This means that, except for the specific exclusions set forth in this Section 3, when you sign at the bottom of this agreement, you are thereby forever releasing and waiving any and all claims and causes of action of any kind or nature for money or for any other form of personal relief, that you have or may have against any DST Entity or against any Plan, based on any events or circumstances arising or occurring on or before the date of your execution of this agreement and release, whether known or unknown, suspected or unsuspected, even if you did not know of or suspect the existence of such a right or claim until after this agreement and release is signed and becomes effective, that relate in any way to your employment, to the ending of your employment, or to any Plan. This release includes, but is not limited to any previous employment agreement, or any federal, state or local common law or under any federal, state or local statute, regulation or ordinance, including, but not limited to, claims of breach of an express or implied contract, claims of breach of the covenant of good faith and fair dealing, claims of defamation or other tort type claims, and any and all claims of unlawful discrimination, harassment, retaliation or other unlawful conduct under Title VII of the Civil Rights Act of 1964, 42 U.S.C. § 2000e et seq.; Civil Rights Act of 1866, 42 U.S.C. § 1981; Americans With Xxxxxxxxxxxx Xxx, 00 X.X.X. § 00000 et seq.; Age Discrimination in Employment Act, 29 U.S.C. § 621 et seq.; Family and Medical Leave Act, 29 U.S.C. § 2601 et seq.; Employee Retirement Income Security Act, 29 U.S.C. § 1001 et seq.; Missouri Human Rights Act, Mo. Rev. Stat. § 213.010 et seq.; or Civil Rights Ordinance of Kansas City, Missouri (Ordinance #53581, Chapter 26, Article IX, 26.201-26.236); or under any other federal, state or local statutory or common law.
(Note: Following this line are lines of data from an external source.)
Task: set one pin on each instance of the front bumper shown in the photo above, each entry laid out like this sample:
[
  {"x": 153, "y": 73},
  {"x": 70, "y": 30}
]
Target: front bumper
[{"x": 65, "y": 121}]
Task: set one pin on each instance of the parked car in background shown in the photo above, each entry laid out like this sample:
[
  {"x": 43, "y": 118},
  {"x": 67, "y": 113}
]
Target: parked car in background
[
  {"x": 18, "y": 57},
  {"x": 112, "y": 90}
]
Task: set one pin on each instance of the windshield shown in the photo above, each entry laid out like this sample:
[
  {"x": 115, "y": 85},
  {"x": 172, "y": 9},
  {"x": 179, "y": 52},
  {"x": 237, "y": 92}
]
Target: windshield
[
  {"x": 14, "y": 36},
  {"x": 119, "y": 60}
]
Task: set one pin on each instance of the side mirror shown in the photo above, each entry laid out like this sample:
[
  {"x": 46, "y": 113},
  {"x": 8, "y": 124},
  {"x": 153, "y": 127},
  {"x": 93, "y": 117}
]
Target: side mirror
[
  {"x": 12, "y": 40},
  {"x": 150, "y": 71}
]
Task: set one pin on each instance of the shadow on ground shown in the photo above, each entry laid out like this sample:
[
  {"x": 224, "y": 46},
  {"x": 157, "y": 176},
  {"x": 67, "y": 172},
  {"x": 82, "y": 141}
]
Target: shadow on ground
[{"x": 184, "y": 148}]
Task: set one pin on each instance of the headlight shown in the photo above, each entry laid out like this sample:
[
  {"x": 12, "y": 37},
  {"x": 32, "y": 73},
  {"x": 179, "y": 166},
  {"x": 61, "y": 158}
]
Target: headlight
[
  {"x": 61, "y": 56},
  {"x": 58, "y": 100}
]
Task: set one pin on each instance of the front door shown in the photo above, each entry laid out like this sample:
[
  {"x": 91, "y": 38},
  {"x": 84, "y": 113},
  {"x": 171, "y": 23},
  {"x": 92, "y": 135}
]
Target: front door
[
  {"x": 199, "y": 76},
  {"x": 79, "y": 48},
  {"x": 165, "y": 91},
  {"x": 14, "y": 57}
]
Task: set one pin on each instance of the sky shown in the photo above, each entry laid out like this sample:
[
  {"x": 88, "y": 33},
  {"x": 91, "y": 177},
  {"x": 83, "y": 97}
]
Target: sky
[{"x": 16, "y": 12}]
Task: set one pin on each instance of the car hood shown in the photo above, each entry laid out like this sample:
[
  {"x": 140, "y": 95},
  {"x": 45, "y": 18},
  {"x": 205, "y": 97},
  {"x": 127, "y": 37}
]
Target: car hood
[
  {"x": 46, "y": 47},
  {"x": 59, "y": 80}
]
This release of claims does not include any of the following claims that you have or might have:
a) | any rights or claims related to benefits vested and/or accrued at the time you sign this release of claims under the DST Welfare Benefit Plan, DST Systems, Inc. 401(k) Profit Sharing Plan, or DST Employee Stock Ownership Plan, which rights and claims are governed by the terms of each plan; |
b) | the right to continued benefits upon your payment of premiums in accordance with the Consolidated Omnibus Budget Reconciliation Act of 1985 (“COBRA”); |
c) | any claim to receive workers’ compensation benefits or unemployment insurance, in accordance with applicable law; |
d) | any claim to enforce the terms of this agreement and release; |
e) | any rights or claims that arise after March 31, 2014 except that if you sign this agreement, you agree to the ending of your employment on March 31, 2014 and that this release specifically includes all claims related to the ending of your employment; or |
f) | any claim that cannot be waived as a matter of law. |
In addition, nothing in this agreement and release shall interfere with your right to file a charge with, or participate in an investigation or proceeding before the Equal Employment Opportunity Commission (“EEOC”) or any other federal, state or local regulatory or law enforcement agency. However, the consideration provided to you in this agreement and release shall be the sole relief provided to you for the claims that are released by you in this agreement and release, and you expressly acknowledge and agree to waive, surrender, and give up any personal monetary benefits or recovery against the Company in connection with any such claim, charge, or proceeding without regard to how the charge, investigation, or proceeding was initiated.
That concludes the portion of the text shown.